I don’t think you can standardise them. You can easily end up treading on people’s toes, so you really have to be sure about etiquette and the actual situation. (Respondent 6)

The fear of initiating EOL conversations was specifically expressed during the focus group interviews and was considered to be an honest self-awareness:

I think the [discomfort] I’ve had about it, especially if it’s younger (patients), if the situation is totally clear and we can’t do any more for the person, then there’s no problem with it, but I think it’s hard to set a limit, I mean when it’s time to talk about it, I think that’s hard. It’s hard for me. (Respondent 6)

The resistance to systematizing the EOL conversations might, therefore, be rooted in the HP’s own uncertainty in a vulnerable situation. This attitude might, however, have consequences for the patients’ need to discuss EOL issues, if it depends on the individual HP’s instinctive feelings about when the timing is right. Furthermore, during the field study, it was seen that the initiation of EOL conversations also depended on how acute the patient’s condition was. It was more likely that the doctor would address EOL issues if the patient was deteriorating rapidly. The patient with a chronic condition, in a severe and limited habitual terminal state, was not necessarily offered the opportunity to talk about EOL issues, even though it might seem that the timing was appropriate when the patient was in a state to be involved and voice their own wishes and opinions.

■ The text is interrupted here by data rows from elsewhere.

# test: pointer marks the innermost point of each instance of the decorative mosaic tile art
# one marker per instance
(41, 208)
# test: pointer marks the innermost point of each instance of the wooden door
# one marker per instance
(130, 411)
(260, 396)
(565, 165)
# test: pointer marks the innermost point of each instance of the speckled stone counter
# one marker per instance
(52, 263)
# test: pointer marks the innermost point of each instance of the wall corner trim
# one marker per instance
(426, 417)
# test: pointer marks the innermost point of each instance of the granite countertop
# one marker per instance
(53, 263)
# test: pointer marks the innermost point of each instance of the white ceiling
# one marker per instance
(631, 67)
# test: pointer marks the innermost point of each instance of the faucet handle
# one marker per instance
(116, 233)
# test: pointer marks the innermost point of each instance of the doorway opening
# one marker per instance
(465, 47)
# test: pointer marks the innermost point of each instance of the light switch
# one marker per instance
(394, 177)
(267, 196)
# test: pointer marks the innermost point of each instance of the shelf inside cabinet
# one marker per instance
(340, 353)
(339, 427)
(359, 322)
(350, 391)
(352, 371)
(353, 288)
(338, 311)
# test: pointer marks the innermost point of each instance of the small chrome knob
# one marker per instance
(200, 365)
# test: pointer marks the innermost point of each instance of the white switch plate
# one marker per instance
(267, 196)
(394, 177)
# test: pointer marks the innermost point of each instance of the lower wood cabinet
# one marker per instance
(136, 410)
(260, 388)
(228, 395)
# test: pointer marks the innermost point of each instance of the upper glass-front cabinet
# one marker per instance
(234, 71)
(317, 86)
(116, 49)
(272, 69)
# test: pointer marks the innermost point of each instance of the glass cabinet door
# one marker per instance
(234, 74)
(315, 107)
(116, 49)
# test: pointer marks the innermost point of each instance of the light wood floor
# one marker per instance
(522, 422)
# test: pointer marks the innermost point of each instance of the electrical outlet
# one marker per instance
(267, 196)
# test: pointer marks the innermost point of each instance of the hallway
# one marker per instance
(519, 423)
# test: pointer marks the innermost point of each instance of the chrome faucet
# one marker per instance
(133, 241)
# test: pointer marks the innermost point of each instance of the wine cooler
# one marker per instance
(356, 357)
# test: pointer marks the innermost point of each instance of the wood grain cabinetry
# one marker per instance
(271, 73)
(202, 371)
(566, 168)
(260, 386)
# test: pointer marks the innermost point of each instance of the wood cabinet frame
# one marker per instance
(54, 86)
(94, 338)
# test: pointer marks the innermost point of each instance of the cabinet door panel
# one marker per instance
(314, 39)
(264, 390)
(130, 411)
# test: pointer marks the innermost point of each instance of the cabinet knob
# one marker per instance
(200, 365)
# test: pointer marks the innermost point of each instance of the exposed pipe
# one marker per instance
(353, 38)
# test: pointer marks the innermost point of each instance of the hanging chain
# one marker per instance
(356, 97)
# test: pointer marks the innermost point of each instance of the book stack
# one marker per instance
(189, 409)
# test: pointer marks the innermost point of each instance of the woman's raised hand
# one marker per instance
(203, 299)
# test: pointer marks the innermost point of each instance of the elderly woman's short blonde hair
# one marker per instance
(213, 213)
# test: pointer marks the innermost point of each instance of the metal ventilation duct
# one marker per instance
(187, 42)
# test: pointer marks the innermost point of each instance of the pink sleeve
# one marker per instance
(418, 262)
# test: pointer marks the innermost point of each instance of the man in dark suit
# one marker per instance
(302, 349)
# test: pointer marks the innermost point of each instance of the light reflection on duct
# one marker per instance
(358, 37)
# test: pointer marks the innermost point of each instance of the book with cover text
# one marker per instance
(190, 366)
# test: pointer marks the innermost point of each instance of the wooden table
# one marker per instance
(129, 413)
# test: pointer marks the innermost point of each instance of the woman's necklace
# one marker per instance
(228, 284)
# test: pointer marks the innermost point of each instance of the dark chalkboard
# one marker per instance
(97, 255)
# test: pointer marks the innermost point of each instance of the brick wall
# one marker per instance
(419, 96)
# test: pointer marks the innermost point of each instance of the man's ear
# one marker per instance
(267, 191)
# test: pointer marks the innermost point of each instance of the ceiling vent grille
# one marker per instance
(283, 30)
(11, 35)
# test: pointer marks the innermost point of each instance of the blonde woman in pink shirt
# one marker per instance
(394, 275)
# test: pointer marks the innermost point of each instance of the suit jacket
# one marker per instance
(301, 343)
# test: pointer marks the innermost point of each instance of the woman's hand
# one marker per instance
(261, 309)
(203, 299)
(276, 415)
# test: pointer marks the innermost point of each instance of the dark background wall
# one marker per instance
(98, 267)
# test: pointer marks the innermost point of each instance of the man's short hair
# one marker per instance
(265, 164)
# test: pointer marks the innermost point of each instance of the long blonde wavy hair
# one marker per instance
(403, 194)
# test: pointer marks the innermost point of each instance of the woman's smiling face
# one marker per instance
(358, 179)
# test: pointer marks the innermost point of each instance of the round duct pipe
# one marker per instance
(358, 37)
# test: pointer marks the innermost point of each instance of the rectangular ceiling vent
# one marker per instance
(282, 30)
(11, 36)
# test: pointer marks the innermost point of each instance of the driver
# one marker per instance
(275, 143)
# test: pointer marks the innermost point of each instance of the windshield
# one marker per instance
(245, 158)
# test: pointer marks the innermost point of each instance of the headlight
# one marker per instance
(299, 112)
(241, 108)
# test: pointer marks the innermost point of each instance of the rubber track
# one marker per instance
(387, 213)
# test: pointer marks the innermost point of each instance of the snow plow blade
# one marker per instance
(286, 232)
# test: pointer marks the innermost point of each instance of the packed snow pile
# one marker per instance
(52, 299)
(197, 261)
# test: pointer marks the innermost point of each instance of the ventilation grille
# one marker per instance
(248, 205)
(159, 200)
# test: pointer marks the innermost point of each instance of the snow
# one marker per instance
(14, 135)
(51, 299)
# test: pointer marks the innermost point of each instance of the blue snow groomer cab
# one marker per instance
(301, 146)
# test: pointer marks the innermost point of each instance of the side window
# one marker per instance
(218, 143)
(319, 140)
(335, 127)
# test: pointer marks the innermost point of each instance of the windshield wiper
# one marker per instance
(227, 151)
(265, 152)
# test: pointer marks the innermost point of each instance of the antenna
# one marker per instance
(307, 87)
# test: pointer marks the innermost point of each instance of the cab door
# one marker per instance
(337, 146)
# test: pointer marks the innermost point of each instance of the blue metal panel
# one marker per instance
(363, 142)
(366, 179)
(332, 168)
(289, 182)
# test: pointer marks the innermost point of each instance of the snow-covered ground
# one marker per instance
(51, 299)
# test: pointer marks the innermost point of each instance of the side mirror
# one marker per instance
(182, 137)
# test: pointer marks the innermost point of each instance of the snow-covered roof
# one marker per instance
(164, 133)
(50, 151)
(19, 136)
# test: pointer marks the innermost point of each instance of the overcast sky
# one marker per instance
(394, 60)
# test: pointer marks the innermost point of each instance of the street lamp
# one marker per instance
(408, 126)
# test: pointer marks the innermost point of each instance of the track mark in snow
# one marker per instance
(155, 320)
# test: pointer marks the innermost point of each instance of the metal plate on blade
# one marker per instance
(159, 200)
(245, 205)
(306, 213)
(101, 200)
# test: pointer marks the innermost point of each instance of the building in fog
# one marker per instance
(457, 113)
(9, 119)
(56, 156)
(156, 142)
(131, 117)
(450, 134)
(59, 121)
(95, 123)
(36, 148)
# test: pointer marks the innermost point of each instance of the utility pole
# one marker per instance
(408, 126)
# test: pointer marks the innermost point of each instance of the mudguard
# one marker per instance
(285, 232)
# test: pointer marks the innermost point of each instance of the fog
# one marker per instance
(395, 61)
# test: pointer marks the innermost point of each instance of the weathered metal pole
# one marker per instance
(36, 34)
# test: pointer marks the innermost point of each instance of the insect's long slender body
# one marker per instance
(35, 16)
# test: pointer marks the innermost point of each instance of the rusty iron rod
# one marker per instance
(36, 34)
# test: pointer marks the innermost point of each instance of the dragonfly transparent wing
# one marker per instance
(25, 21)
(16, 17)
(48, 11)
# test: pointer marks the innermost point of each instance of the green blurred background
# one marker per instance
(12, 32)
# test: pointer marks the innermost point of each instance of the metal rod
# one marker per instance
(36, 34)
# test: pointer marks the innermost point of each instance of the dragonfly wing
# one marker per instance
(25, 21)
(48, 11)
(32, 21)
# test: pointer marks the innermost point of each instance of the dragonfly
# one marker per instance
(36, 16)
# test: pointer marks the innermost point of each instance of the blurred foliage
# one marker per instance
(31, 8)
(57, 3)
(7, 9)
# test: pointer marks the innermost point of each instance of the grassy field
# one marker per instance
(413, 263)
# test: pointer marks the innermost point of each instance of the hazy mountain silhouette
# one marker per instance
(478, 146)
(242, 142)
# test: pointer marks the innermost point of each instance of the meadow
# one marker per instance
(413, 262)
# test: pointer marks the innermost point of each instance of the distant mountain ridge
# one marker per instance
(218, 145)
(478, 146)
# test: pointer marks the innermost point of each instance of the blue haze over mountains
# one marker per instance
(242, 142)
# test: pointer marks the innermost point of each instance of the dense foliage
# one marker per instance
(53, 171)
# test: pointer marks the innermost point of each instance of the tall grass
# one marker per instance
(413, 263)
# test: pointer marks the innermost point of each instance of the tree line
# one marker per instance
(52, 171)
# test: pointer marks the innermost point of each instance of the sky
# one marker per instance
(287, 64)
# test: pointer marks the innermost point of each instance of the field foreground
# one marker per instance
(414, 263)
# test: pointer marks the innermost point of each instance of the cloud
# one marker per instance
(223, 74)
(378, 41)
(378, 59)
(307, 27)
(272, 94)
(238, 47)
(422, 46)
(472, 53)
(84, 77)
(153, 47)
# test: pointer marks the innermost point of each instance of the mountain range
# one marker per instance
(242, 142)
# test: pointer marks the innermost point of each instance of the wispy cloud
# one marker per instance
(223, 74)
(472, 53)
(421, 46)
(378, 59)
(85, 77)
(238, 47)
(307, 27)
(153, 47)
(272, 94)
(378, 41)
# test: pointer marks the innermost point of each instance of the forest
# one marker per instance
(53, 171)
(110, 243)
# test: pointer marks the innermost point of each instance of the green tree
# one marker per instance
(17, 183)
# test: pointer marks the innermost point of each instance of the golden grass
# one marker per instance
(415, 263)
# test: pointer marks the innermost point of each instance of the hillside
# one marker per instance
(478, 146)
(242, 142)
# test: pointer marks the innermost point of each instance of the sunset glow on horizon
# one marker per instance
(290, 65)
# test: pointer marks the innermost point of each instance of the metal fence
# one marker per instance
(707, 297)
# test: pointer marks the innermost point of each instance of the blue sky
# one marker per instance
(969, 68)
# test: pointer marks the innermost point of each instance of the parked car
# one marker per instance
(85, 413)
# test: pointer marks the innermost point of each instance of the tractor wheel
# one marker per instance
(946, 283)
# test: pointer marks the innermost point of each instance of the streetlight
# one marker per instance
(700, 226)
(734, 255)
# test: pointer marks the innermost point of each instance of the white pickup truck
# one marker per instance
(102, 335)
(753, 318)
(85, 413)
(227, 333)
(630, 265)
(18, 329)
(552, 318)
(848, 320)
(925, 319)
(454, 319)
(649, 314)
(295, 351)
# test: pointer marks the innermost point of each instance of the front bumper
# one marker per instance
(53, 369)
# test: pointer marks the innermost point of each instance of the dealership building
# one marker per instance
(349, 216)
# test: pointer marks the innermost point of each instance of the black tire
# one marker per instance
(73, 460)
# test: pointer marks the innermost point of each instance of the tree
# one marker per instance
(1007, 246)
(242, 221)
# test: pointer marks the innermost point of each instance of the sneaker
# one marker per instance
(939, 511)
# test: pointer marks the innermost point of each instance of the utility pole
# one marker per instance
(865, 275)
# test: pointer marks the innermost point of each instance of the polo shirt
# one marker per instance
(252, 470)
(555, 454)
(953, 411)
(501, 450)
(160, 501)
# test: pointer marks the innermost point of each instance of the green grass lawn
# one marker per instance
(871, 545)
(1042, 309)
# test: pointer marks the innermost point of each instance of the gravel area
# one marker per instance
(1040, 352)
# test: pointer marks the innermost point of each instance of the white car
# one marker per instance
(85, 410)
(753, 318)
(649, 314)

The difficulty in the timing of EOL conversations was considered during the focus group interviews to be related to the unpredictability of the prognosis in chronic diseases.

Also because sometimes they can really be at a very very low level and remain there for a very long time, and sometimes it’s unpredictable. I’ve also experienced … having left them to die, that sounds wrong, but I’ve given them palliative care, and then they’ve carried on living anyway. (Respondent 5)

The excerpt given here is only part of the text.